The short description of the night of Salima's death - when one of her male relatives went out into the neighbourhood, risking his life to find oxygen - fizzes with fury. The family had already coped with one of Al-Ali's uncles being executed under Saddam, and they remained in Baghdad until the murder of her nephew and another uncle in August 2007 at the family home, for what she now believes to be either political or sectarian reasons. "They thought they were safe, knowing all their neighbours, so they were just sitting in the kitchen when they strolled in and shot them." The rest of the family fled from Iraq to Jordan, thereby joining the two million Iraqis abroad. They put the three young men of the family on a plane to Syria for safety but they were turned back, forced to return to Baghdad. "We were very, very scared," says Al-Ali, "and there's only so much one can do from the outside."
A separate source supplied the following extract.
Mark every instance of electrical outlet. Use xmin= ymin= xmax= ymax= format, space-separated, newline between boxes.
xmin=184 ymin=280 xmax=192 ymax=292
Al-Ali treads a difficult path with caution. Like many, she believes that Iraqi women can never be "liberated" by western military intervention, but by speaking out against the Iraqi resistance, she has often alienated those in the anti-war movement. Ultimately, she doesn't know how much difference her work can make - she tells me that she often feels impotent watching atrocities in Iraq unfold on the news. But she is adamant that the future of Iraq depends on the energy and fearlessness of the grass roots women's groups that were much in evidence just after the invasion. It was they who went into hospitals and schools to salvage them and who have managed to co-operate across sectarian battle lines. "I hate the picture of Iraqi women as passive victims of honour crimes and bombs," she says. "I really want to break this".